7. « Retour à Florence » : collectionneurs et voyageurs passionnés
C'est ainsi qu'Elisa Bonaparte, placée par son frère sur le trône de Lucques, tente une politique d'encouragement des arts. Devenir un musée n'était pas un risque pour la Toscane : on s'y était toujours mesuré à l'aune des chefs-d'œuvre du passé. La Loggia dei Lanzi (de Benci di Cione et Simone Talenti à la fin du xive siècle), sur la place de la Seigneurie de Florence, premier musée de sculpture en plein air, permettait la confrontation, à quelques mètres du David de Michel-Ange, du Persée de Benvenuto Cellini, avec la Judith de Donatello ou, plus tard, l'Enlèvement des Sabines de Jean Bologne. Les inclusions d'œuvres d'art les unes dans les autres ne surprenaient pas : à San Miniato, église romane, prier dans la chapelle du cardinal de Portugal, c'était s'agenouiller dans un cadre dessiné par un élève de Brunelleschi, Antonio Manetti, sous une voûte ornée de médaillons de Luca della Robbia, avec, sur les murs, des peintures d'Alessio Baldovinetti (1425-1499) face au gisant du cardinal, œuvre d'Antonio Rossellino (1461). Ce n'est pas un hasard si cette chapelle fut tant appréciée des guides de voyages de la fin du xixe siècle. La Toscane, reliquaire débordant de reliques, semblait elle-même une œuvre d'art faite pour enchâsser des pièces de musée.

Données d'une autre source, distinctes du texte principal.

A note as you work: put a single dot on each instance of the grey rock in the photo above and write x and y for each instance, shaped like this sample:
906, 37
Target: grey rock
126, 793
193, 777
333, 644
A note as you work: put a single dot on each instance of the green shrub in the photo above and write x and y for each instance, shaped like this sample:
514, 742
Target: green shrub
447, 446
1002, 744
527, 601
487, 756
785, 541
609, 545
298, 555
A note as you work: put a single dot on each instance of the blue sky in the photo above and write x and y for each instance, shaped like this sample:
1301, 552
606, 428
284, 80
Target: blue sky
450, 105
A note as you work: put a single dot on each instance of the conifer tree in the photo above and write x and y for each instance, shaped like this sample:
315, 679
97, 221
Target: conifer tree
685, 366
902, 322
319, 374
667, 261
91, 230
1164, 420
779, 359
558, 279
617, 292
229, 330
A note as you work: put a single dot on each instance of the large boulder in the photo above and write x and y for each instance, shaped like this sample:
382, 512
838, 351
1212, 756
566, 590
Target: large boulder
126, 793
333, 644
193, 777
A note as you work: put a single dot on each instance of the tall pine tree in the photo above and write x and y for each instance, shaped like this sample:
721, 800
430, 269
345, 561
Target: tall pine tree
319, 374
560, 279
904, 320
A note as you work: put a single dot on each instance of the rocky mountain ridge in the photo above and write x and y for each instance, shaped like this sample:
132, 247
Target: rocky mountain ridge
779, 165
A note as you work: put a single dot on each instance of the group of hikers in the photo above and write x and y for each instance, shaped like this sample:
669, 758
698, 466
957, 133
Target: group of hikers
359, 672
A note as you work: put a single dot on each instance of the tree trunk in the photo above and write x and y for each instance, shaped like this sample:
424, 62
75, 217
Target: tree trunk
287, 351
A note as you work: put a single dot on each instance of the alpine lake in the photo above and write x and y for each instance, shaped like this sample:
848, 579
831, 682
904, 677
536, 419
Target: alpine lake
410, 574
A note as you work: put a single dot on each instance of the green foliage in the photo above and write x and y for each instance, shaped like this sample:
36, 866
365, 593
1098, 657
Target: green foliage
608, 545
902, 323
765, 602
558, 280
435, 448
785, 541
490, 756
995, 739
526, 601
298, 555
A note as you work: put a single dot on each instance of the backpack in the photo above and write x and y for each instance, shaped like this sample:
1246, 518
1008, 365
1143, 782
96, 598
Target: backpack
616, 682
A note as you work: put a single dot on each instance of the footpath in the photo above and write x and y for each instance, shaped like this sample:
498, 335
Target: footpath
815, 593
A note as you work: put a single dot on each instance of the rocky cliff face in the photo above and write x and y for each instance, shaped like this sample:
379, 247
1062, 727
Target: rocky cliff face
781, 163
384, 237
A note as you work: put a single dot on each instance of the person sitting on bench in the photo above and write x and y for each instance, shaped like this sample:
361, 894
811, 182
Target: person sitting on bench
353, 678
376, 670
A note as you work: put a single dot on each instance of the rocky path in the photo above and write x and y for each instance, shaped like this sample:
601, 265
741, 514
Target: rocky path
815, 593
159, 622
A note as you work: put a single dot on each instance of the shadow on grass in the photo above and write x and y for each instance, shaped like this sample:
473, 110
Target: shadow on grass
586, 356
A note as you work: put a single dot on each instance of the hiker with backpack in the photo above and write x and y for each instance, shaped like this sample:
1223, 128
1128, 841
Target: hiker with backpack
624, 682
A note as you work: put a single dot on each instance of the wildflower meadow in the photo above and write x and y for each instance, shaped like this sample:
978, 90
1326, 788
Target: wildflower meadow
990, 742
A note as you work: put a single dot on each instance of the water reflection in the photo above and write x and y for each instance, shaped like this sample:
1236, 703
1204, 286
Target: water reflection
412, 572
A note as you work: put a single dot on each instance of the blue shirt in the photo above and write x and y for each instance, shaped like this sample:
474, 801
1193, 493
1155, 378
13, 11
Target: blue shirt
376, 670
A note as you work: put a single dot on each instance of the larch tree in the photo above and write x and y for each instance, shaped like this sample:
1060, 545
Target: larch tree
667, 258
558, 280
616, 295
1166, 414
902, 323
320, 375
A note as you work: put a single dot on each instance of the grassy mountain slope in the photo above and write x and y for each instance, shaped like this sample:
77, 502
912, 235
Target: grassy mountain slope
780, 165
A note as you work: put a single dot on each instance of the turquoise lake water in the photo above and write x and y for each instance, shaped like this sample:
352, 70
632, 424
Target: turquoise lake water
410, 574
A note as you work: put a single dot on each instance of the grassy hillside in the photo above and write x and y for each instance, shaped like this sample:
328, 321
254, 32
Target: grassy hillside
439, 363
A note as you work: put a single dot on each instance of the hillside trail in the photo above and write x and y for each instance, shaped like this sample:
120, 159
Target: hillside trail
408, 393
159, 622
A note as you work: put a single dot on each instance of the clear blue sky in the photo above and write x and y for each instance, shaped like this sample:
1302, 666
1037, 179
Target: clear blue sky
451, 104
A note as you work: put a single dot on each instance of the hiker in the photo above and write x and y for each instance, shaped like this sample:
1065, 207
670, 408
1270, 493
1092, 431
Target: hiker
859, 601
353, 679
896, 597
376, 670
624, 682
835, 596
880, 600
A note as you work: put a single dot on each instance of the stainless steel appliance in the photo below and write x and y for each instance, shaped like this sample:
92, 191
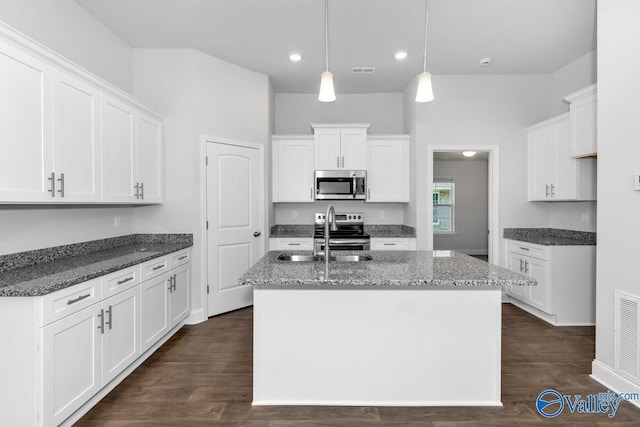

D'où la volonté d'achever l'histoire sous prétexte de la retrouver : destruction du vieux centre florentin pour créer un « forum » en 1887, ultime avatar du mythe romain, de fondateur devenu ainsi destructeur, pastiches de façades gothiques plaquées sur Santa Croce, panthéon national toscan, ou sur le Dôme. À Saint-Laurent, par respect pour les croquis de Michel-Ange qui auraient pu guider les recréateurs, on laissa la façade de pierres brutes. Seule réaction face à l'académisme triomphant, le mouvement des Macchiaioli – de macchia, tache – qui allie, dans les années 1860, influence des peintres français de l'école de Barbizon et sensibilité aux paysages de la Maremme. Ils découvrent, en Toscane, une source d'inspiration artistique inexplorée : la mer.